Congenital epulis is a proliferation of cells most frequently occurring on the alveolar ridge of the upper jaw at birth.  Less frequently, the mass may arise from the mandibular alveolus.  Rare cases can arise from the tongue.  This lesion is more commonly found in female babies, suggesting hormonal involvement during embryonic development.  The cause of this type of epulis is unknown.  Also known as congenital granular cell tumor or Neumann's tumor; historically referred to as granular cell myoblastoma.

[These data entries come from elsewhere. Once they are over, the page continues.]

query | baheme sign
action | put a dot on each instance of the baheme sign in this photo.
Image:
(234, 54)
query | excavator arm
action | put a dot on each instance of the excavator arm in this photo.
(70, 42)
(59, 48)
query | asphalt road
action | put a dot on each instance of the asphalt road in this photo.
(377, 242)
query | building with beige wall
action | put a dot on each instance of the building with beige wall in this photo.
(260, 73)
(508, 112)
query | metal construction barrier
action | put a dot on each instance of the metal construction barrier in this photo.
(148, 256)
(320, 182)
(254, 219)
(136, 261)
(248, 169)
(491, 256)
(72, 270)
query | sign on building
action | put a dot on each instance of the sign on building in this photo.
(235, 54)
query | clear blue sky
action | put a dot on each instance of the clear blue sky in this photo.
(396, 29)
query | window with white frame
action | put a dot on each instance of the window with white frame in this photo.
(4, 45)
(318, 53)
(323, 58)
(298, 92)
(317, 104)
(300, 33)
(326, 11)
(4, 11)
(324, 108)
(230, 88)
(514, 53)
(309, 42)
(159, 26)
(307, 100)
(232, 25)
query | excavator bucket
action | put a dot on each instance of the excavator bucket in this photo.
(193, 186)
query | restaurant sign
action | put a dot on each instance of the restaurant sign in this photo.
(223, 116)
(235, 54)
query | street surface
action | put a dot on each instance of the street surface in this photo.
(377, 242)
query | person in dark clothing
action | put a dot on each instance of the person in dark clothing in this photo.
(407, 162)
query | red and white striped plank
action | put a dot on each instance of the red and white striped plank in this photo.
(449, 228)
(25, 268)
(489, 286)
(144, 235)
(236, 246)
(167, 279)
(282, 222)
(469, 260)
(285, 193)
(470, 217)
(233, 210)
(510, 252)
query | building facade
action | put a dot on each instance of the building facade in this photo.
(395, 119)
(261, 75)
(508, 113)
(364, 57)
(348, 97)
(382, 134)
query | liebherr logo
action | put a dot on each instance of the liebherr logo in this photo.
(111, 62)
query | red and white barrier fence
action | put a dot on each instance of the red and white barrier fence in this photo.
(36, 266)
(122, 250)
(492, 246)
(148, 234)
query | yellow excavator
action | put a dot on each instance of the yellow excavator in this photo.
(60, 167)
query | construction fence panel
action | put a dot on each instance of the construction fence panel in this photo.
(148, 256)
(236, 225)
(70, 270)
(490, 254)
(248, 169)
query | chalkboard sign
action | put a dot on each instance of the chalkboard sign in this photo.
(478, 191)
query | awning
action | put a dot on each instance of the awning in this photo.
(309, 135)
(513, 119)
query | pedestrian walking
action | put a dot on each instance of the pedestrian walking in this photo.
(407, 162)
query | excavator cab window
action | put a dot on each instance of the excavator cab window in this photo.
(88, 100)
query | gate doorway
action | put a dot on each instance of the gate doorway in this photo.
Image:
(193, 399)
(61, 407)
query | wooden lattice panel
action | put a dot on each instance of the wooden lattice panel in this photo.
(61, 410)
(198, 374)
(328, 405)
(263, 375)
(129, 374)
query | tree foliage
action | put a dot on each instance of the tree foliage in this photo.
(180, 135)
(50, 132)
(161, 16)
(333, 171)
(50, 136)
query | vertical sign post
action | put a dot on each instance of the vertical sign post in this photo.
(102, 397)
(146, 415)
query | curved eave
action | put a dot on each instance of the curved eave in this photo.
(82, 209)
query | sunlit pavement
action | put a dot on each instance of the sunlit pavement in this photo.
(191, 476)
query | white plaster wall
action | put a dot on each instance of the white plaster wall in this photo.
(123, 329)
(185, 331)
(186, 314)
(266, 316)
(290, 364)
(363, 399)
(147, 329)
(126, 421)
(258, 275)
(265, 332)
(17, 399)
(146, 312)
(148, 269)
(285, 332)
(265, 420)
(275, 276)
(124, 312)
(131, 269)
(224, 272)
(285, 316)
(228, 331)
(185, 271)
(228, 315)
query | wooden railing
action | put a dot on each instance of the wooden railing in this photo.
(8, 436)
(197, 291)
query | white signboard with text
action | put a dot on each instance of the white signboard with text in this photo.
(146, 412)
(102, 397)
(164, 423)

Multiple lesions occur in 10% of affected neonates.  The tumor is typically pedunculated and varies in maximum size from 0.5 cm to 9 cm.  The lesion is typically painless and does not increase in size after discovery.  Some small lesions may regress over time.  Treatment is surgical excision.  Recurrence is extremely rare even after incomplete excision.

References
Kahn, Michael A. Basic Oral and Maxillofacial Pathology. Volume 1. 2001.

Husain AN, Stocker JT, Dehner LP. Stocker and Dehner's Pediatric Pathology, 4th Ed. Wolters Kluwer, 2016, page 1027.

Goldblum JR, Folpe AL, Weiss SW. Enzinger and Weiss's Soft Tissue Tumors, 6th Ed.  Elsevier Saunders, 2014, page 845.